16/09/2013

Aprender com as vitórias


De todas as vitórias conseguidas esta época, a de ontem será aquela que mais parece indicar que o Sporting está, de facto, muito diferente. Simplesmente porque, apesar de indiscutível e merecida, foi conseguida num jogo em que não jogámos particularmente bem; e porque, há que reconhecê-lo, apesar do mérito a que já aludi, beneficiámos de alguma sorte.

Em boa verdade, apesar das nossas inúmeras oportunidades desperdiçadas, não fizemos nada por aí além para as conseguir criar, apenas aproveitando a fraca qualidade do adversário - e o Olhanense teve as duas melhores e mais claras oportunidades do jogo (Diakhité de cabeça à barra, Vitor Bastos também de cabeça por cima - isto para não referir aquele lance do mau atraso do Maurício na primeira parte).

Por outro lado, convém referir que o primeiro golo é claramente em fora-de-jogo (daqueles de que me apercebi sem recurso à repetição porque reparei que Montero estava adiantado antes do livre e deu para perceber que não tinha recuado o suficiente), sem prejuízo de o Ricardo ter feito lembrar o Artur naquele famoso clássico de há 2 anos em que o Maicon também marcou em fora-de-jogo.

Ou seja, sem fazermos uma exibição de grande qualidade, aproveitámos bem os erros alheios e tivemos a sorte de os nossos erros não terem consequências por aí além.

E é este o ponto essencial: são estes jogos que os treinadores devem aproveitar para fazer crescer as equipas.

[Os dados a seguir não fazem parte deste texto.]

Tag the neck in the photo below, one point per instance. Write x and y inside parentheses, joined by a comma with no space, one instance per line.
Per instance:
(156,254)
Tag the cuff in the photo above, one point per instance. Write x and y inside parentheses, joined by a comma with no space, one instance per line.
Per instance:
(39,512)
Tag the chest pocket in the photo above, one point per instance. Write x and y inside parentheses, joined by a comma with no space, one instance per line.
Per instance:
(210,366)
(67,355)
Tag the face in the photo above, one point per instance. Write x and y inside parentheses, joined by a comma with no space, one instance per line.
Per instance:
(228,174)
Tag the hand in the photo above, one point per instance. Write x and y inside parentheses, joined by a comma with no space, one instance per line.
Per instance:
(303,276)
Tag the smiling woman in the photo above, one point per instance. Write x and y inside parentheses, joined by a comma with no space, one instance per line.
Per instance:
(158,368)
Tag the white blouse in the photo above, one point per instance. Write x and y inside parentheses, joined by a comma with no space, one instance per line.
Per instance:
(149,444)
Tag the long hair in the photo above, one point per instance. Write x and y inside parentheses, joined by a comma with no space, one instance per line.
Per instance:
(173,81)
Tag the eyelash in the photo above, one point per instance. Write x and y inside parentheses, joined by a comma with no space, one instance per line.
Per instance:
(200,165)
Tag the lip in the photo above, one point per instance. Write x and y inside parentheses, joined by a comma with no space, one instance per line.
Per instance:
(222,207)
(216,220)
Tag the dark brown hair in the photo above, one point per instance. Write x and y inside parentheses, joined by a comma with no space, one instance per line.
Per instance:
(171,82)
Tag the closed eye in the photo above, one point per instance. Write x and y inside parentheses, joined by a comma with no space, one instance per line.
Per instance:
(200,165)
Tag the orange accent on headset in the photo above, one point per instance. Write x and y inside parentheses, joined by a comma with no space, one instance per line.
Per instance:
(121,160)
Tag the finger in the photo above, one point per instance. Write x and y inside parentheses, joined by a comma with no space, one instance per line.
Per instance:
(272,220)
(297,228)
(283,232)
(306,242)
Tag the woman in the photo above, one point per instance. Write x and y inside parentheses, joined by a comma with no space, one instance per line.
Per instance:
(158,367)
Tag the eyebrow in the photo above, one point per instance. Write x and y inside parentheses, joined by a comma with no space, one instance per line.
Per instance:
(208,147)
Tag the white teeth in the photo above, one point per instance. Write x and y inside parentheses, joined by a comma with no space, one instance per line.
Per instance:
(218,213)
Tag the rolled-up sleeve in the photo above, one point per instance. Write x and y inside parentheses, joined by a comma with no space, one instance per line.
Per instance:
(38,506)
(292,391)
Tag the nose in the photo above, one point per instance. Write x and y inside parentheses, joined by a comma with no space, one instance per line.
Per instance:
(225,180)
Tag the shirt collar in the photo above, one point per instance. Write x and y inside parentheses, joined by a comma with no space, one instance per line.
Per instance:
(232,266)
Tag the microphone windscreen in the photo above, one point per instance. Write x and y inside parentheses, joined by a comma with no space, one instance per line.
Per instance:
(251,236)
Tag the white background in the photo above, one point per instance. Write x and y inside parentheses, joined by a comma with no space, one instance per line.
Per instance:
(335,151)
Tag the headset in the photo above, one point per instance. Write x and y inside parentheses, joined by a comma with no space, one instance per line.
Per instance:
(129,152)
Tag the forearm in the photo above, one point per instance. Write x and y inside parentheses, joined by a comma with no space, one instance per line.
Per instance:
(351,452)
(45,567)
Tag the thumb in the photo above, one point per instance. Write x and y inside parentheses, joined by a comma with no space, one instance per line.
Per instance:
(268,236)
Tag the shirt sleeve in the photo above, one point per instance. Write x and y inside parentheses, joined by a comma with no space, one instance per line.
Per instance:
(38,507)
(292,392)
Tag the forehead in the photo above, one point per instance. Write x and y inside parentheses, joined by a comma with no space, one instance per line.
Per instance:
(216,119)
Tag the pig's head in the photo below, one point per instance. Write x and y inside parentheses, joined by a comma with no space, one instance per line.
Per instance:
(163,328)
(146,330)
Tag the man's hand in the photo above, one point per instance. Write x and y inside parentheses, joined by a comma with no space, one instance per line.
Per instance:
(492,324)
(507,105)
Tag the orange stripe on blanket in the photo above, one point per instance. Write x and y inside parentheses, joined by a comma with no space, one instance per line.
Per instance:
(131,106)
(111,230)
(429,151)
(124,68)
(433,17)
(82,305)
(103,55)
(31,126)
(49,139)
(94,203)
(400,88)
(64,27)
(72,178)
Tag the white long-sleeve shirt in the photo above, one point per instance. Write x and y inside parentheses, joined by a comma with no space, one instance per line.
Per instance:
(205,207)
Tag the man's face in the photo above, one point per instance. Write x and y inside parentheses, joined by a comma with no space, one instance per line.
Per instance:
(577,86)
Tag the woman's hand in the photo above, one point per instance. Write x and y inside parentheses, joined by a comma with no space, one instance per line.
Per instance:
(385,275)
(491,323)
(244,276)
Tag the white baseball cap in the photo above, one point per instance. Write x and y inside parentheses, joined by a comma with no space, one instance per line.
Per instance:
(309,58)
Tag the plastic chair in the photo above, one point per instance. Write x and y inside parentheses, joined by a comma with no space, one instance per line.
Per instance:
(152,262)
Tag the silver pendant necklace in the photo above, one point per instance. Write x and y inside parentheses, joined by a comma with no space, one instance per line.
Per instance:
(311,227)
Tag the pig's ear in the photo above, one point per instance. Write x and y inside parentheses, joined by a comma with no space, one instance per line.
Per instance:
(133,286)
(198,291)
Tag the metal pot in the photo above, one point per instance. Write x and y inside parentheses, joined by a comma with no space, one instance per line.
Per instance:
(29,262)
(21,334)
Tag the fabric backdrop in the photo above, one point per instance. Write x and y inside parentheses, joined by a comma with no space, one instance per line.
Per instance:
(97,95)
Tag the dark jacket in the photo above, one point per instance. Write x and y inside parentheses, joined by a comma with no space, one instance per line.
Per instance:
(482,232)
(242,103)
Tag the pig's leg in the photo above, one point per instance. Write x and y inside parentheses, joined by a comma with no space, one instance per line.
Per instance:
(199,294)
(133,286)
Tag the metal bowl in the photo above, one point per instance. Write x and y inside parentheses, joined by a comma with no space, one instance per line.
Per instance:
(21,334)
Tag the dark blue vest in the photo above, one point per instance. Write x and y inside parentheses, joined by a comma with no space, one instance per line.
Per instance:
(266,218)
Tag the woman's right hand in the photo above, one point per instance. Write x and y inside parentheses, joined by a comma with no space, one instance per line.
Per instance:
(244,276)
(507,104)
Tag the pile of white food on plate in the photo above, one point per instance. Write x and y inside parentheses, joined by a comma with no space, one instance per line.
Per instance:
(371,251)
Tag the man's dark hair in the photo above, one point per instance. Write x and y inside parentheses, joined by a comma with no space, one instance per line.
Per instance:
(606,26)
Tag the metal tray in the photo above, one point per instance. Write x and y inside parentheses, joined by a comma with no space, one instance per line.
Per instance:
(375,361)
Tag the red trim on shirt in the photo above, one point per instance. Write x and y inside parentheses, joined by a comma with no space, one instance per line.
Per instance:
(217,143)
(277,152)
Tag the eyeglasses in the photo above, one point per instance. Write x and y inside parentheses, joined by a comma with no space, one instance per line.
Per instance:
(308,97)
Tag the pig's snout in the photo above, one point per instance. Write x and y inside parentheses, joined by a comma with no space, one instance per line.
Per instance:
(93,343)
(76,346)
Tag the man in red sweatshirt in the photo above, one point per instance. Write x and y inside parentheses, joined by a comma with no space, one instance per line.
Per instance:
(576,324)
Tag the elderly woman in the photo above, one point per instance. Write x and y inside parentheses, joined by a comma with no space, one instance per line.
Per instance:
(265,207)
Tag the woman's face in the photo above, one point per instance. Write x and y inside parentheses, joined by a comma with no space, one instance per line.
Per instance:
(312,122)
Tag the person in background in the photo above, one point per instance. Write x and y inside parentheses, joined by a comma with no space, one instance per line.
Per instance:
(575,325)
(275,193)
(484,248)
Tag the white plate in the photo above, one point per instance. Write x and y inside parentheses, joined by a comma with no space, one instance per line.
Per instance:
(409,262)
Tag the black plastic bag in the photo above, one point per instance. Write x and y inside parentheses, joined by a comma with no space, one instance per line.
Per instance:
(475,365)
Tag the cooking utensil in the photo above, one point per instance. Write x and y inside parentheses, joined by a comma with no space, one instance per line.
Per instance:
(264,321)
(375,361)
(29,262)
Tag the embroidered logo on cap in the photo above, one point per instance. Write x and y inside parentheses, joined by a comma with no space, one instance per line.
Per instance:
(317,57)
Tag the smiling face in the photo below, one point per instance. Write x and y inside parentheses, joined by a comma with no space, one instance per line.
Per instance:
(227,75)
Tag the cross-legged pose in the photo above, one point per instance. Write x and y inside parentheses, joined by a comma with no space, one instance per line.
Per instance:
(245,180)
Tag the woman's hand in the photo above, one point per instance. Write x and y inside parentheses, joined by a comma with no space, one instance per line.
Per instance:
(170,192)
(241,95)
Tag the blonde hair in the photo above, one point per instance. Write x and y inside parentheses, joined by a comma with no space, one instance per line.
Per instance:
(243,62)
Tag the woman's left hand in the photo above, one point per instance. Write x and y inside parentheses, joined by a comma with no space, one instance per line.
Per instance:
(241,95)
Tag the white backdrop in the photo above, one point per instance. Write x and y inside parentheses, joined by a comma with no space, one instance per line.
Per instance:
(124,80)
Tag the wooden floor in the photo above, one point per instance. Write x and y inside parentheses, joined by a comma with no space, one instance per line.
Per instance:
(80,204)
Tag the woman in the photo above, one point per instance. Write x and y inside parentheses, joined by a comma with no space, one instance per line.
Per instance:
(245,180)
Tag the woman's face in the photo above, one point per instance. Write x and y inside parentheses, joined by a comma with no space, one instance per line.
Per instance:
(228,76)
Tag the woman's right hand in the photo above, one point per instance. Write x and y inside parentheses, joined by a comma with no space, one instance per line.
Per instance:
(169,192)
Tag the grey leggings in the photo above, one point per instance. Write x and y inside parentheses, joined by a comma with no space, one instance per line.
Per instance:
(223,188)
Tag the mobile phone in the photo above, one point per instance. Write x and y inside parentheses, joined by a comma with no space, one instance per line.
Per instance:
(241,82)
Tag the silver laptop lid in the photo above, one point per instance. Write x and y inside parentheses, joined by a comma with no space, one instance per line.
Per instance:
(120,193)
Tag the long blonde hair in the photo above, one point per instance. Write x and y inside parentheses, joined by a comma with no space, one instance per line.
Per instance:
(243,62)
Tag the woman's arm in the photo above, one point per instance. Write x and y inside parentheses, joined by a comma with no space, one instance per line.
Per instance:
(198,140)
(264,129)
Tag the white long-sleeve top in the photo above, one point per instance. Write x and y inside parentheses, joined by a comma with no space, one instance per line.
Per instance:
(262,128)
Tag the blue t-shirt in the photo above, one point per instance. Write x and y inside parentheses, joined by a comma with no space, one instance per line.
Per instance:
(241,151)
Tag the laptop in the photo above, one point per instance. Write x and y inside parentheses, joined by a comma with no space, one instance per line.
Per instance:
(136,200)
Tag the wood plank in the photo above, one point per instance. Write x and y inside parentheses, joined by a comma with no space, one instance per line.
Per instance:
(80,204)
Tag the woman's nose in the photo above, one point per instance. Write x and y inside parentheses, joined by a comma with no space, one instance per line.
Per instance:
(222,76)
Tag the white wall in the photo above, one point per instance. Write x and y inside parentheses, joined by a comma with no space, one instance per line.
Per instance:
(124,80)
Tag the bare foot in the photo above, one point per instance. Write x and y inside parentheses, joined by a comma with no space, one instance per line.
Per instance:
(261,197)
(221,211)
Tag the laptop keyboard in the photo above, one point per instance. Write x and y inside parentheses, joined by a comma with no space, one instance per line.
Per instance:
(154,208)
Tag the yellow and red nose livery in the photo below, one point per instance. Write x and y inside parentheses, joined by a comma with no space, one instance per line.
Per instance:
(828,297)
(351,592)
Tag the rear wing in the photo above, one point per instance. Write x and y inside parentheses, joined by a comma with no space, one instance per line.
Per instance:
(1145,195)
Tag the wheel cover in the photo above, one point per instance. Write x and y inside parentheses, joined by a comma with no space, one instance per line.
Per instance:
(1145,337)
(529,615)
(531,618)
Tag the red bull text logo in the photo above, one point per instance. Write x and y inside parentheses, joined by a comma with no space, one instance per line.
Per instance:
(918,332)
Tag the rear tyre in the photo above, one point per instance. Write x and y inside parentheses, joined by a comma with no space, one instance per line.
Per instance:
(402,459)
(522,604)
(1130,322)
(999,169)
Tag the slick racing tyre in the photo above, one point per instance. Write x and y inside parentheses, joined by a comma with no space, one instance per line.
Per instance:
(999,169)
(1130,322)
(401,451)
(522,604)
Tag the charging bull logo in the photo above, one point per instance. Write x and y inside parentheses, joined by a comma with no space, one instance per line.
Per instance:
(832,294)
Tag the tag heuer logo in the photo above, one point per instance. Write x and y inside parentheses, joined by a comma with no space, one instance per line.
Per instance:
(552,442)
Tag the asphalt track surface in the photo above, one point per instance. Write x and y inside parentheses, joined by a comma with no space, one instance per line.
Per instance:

Jogos em que não jogámos particularmente bem, nem estivemos particularmente bem defensivamente, mas acabámos por ganhar. Porque o ambiente nesta semana, sendo obviamente bom, permite encaixar melhor as sarabandas que o treinador será obrigado a dar. Muito em particular, o fantasma das bolas paradas voltou a aparecer. Quando tudo parecia no bom caminho (controlámos bem o Benfica que é fortíssimo nesses lances) eis que o Olhanense, um dos mais fortes candidatos à descida, põe a nu algumas das nossas fragilidades.

De resto, e resumidamente, sinais + para Jefferson, Adrien, Martins e Montero. O único sinal - preocupante (apesar da assistência para o segundo golo) vai para Wilson Eduardo, que já não tinha feito um grande jogo com o Benfica e ontem decidiu quase sempre mal, emperrou por diversas vezes o jogo da equipa e errou inúmeros passes. A propósito, revelo que tenho uma aposta em curso sobre este jogador em que arrisquei que marca esta época 10 golos (em todas as competições); mas começo a ver que o meu "adversário" nesta aposta tem razão nalgumas limitações que aponta ao Wilson, nomeadamente no plano técnico, que, diz ele, se tornam mais visíveis à medida que o Sporting vai melhorando (e os adversários vão redobrando cuidados, o que afeta em primeira instância os tecnicamente menos dotados). Espero que o Wilson corresponda à aposta que fiz nele e saiba defender-se bem das acrescidas dificuldades que pode vir a encontrar.

Próximo adversário: Rio Ave. Em princípio, com o 11 habitual ou perto disso. E porque digo isto? Porque se é verdade que temos tido sorte no julgamento dos foras-de-jogo, convém dizer que não temos a sorte de jogar frequentemente contra 9 nem a sorte de defrontar na jornada seguinte equipas reduzidas a 9 na jornada anterior...

2 comentários:

  1. "Porque se é verdade que temos tido sorte no julgamento dos foras-de-jogo, convém dizer que não temos a sorte de jogar frequentemente contra 9 nem a sorte de defrontar na jornada seguinte equipas reduzidas a 9 na jornada anterior..."

    Coincidências meu caro, coincidências...

    Só não vê quem não quer. Quando se der por eles, já lá vão com cerca de 7 a 8 pontos de avanço, sem hipóteses de serem alcançados. Há que ter tempo e espaço para pensar na Champions, pois os ordenados e comissões são quantias elevadas e difíceis de pagar.

    ResponderEliminar
  2. Cantinho,
    Numa perspetiva puramente egoísta, preocupa-me mais a vantagem "por tabela" (será mesmo só por tabela?) de que tem beneficiado o nosso adversário direto, Sporting de Braga.